The first problem is that these technologies have all got different charging ports, so leaving them in a drawer leads to the joy of unravelling electronic spaghetti. It makes more sense to leave the things plugged in. The second problem is that there are only so many wall sockets in the house, so will life as I know it end if I run out of charging points? My newly acquired lateral thinking instructs me that negative thoughts lead to negative actions, so bedside lamps and television are to be sacrificed to make way for the new necessities.
The hearing aids are a fresh challenge and according to the audiologist, adjusting the sound level is a simple business: you just press the knobby thing on top of the bit that hangs around your ear and up goes the volume. She may well be right for those who enjoy full flexibility in their fingers, but due to recent nerve damage, mine are about as responsive as frozen Cheerios.
I can, however, still thump the keyboard reasonably well, albeit slowly, though the final draft sometimes looks more in need of a translator than a proofreader. Currently it looks like I could be running out of essential bits even as I write this, although taste and smell are still operating fine. Since they're stationary attributes I should be pretty safe as long as I don't move around too much.

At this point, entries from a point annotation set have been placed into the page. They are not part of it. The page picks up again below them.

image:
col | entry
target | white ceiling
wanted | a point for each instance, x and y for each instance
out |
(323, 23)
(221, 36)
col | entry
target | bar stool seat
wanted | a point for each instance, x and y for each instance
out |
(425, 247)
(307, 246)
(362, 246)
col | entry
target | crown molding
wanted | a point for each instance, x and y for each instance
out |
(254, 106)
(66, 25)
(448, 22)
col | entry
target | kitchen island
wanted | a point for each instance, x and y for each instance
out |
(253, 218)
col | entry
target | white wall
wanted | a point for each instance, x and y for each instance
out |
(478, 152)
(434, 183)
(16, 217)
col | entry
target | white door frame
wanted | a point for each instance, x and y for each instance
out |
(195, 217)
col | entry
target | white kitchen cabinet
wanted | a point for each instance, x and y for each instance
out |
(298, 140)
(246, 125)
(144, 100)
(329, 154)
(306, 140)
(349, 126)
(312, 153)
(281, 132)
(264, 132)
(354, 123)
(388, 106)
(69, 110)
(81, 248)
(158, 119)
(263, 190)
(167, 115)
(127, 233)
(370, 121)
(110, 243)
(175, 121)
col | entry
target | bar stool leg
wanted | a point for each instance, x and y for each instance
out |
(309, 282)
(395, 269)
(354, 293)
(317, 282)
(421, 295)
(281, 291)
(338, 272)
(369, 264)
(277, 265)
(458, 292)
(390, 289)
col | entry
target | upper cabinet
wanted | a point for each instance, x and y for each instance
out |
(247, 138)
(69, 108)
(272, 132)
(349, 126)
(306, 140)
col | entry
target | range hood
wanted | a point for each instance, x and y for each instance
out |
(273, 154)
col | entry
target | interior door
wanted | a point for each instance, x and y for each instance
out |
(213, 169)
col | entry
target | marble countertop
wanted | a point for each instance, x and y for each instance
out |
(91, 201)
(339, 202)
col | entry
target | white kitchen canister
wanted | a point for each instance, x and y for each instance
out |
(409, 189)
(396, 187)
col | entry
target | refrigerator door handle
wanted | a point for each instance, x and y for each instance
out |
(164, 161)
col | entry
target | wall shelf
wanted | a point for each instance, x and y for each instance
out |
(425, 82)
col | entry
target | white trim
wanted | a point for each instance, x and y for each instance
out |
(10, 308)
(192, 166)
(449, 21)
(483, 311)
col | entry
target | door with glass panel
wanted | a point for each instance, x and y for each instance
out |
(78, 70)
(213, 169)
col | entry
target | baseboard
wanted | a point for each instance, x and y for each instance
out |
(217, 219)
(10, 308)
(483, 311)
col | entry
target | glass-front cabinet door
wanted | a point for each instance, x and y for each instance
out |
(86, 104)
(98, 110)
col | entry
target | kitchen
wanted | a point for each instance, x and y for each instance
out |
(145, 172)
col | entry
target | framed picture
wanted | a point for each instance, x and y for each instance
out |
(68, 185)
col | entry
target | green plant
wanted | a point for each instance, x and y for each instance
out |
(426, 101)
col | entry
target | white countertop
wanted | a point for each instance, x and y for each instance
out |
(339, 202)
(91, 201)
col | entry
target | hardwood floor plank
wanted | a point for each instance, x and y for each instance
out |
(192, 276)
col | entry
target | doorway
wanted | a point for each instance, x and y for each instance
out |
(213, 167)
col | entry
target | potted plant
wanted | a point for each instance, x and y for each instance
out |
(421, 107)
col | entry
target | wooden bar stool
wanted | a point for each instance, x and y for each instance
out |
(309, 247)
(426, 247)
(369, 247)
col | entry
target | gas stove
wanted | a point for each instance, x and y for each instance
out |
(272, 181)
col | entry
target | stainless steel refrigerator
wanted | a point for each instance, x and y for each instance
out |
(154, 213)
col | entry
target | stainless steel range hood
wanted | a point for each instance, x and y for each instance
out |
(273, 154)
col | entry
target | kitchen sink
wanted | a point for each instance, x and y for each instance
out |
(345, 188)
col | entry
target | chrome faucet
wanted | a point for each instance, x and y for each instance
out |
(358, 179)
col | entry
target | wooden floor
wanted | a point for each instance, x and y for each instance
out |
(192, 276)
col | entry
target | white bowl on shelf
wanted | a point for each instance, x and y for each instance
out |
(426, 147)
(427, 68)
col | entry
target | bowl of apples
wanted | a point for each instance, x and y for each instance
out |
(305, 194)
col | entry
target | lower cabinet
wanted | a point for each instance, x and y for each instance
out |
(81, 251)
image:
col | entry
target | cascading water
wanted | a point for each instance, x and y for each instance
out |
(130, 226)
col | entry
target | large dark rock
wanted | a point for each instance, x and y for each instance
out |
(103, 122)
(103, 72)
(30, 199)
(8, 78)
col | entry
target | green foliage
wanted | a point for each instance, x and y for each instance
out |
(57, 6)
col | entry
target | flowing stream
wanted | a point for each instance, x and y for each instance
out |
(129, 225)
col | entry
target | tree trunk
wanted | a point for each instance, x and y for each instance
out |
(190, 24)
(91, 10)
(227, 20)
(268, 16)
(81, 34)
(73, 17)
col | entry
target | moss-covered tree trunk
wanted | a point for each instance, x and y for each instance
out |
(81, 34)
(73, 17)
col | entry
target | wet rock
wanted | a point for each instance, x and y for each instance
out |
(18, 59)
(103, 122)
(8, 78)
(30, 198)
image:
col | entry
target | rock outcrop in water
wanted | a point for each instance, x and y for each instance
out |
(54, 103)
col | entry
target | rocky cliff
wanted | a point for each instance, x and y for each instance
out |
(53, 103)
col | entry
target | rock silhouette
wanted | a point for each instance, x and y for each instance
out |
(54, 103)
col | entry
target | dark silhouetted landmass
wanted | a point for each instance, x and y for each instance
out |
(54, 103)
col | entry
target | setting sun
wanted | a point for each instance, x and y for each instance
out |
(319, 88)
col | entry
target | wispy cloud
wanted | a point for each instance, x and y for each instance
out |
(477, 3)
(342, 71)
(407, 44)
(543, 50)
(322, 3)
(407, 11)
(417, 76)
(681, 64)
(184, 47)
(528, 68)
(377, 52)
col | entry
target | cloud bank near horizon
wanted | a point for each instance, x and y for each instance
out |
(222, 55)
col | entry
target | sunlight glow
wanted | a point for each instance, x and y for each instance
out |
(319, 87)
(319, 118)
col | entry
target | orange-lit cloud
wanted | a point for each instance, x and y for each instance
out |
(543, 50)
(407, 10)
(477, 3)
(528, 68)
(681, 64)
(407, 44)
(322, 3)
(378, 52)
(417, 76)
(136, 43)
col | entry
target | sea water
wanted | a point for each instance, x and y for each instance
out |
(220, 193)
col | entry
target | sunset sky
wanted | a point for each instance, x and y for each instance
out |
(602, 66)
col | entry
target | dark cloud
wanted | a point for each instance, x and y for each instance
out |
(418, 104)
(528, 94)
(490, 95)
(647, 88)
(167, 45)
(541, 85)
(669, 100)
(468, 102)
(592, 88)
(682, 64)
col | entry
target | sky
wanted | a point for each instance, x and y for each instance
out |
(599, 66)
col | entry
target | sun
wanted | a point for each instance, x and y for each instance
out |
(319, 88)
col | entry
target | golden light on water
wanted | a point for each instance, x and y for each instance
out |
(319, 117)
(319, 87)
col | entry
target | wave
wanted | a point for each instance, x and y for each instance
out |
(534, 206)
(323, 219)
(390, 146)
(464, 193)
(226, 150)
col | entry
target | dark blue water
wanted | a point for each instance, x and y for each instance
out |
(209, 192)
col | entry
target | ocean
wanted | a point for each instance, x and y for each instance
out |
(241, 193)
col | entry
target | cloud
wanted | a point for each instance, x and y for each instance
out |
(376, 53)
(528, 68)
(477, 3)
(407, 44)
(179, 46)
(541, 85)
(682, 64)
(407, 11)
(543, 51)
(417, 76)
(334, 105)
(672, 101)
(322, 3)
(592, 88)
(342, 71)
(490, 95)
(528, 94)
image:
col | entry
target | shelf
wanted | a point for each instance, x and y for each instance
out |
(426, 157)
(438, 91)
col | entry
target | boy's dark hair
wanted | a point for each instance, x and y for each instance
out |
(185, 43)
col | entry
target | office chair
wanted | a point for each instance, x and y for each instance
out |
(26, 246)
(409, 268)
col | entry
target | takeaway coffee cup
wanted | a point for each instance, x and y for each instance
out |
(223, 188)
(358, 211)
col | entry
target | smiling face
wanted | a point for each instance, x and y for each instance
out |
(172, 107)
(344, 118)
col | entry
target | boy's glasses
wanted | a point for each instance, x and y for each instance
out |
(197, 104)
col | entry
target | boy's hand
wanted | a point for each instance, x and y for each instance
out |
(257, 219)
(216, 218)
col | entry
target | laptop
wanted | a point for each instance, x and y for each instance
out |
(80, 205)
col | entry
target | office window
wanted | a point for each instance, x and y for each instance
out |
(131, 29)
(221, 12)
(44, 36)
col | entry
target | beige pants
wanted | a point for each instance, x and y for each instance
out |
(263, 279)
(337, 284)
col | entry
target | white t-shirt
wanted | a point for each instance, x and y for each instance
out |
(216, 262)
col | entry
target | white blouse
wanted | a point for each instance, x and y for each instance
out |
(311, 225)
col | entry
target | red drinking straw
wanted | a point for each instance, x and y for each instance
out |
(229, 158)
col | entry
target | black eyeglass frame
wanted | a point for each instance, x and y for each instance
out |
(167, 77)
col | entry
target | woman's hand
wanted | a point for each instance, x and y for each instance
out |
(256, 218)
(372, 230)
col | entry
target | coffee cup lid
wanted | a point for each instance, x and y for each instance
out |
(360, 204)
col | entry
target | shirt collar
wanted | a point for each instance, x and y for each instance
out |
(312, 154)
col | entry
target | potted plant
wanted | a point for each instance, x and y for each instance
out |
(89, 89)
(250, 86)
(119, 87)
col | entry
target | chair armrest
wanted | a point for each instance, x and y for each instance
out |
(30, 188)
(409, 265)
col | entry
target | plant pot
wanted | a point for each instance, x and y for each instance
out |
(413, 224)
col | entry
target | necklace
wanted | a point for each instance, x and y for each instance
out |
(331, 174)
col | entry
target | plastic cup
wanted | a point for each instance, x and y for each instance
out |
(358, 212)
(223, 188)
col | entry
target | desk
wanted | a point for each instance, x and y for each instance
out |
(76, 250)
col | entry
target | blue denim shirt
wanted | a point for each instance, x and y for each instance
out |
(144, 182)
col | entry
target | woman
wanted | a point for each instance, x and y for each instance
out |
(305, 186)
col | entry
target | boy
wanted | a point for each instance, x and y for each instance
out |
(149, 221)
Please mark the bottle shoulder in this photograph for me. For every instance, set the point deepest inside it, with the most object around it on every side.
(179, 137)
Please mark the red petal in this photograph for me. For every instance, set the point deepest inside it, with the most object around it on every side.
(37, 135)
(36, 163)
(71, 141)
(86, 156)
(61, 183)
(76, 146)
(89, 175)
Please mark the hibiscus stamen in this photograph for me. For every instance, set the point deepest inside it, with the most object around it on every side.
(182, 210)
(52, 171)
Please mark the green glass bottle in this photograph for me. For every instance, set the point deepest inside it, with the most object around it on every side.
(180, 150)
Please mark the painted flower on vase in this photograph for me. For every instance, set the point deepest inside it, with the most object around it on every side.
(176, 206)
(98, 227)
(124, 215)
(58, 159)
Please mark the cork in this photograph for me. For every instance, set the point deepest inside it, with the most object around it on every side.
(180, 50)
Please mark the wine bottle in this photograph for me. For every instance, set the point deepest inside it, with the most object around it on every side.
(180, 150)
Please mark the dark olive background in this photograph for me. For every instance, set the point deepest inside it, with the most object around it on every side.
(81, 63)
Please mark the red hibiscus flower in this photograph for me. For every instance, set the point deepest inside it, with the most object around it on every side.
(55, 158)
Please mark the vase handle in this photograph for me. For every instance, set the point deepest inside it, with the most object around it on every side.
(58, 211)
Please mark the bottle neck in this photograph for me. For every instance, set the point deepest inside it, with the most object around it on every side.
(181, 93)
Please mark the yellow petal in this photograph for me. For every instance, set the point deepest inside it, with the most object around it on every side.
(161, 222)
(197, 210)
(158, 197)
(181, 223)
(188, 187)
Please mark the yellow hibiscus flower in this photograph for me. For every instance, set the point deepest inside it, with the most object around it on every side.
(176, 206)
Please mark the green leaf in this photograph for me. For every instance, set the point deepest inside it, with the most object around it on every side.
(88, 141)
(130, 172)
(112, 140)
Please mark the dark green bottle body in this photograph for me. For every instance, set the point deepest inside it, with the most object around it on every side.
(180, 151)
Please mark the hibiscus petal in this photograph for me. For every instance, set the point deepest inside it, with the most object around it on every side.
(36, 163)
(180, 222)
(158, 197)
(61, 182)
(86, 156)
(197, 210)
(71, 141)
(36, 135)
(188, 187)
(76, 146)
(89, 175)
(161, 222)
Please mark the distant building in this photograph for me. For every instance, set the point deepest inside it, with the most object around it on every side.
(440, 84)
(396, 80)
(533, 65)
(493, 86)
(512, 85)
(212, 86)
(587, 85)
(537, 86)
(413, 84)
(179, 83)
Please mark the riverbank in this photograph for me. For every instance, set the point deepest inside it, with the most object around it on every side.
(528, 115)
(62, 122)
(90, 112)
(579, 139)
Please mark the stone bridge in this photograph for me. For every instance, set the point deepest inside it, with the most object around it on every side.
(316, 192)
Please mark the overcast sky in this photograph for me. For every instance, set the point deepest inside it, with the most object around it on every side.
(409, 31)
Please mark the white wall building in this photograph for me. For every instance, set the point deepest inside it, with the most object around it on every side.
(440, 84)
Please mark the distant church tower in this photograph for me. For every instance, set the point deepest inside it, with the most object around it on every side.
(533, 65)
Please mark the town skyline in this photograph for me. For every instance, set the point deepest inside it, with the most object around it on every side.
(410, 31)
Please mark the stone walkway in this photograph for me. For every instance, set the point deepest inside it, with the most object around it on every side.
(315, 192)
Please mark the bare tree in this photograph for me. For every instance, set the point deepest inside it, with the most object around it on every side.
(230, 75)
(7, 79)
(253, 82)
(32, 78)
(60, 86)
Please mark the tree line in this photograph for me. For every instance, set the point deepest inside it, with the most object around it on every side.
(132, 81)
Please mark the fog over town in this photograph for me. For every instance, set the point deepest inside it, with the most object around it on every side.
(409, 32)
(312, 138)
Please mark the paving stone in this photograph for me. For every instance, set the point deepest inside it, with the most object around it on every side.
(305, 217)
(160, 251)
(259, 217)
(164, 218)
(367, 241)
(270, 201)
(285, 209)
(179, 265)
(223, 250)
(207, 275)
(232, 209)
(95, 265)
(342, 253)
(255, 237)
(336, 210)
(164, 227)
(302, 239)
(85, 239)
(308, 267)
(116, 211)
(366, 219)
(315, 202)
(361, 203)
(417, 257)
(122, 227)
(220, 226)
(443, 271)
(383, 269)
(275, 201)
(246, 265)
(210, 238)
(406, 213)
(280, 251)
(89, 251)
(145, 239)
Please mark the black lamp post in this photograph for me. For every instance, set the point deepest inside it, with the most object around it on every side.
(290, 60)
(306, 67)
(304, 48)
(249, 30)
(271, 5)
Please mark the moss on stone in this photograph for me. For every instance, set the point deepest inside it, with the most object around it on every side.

We're tackling the hearing problem with a (yet another) small remote control. It’s a simple little thing with plus and minus buttons. Thus far it’s trial and (mainly) error, hovering between ruptured ear drums from overuse of the plus button and a constant litany of 'Pardon?'. But I'm getting there, so please stay with me.
The other event of note was a call from an old friend to say his daughter-in-law had recently been diagnosed with RP. It hit me for the first time how tough it must be for someone relatively young to get the news. It wasn't like that for me, since I had the luxury of being eased into the reality of it over time. I wasn't comfortable being asked for advice; my attitude is only tailored to get me by. Although I'd love to be able to write something broad like 'A Simple Guide for Coping with Sight Loss', I can't stay serious long enough to go down that path. The best advice I could offer to the daughter-in-law was a gem from the late Gordon Sanderson from our first conversation on my potential sight loss: "Your best tool is patience." That's better than anything I can come up with!
Born in the UK, our ‘white-caner’ columnist, retired Dunedin antiques dealer Trevor Plumbly was diagnosed with retinitis pigmentosa more than 20 years ago and now lives in Auckland.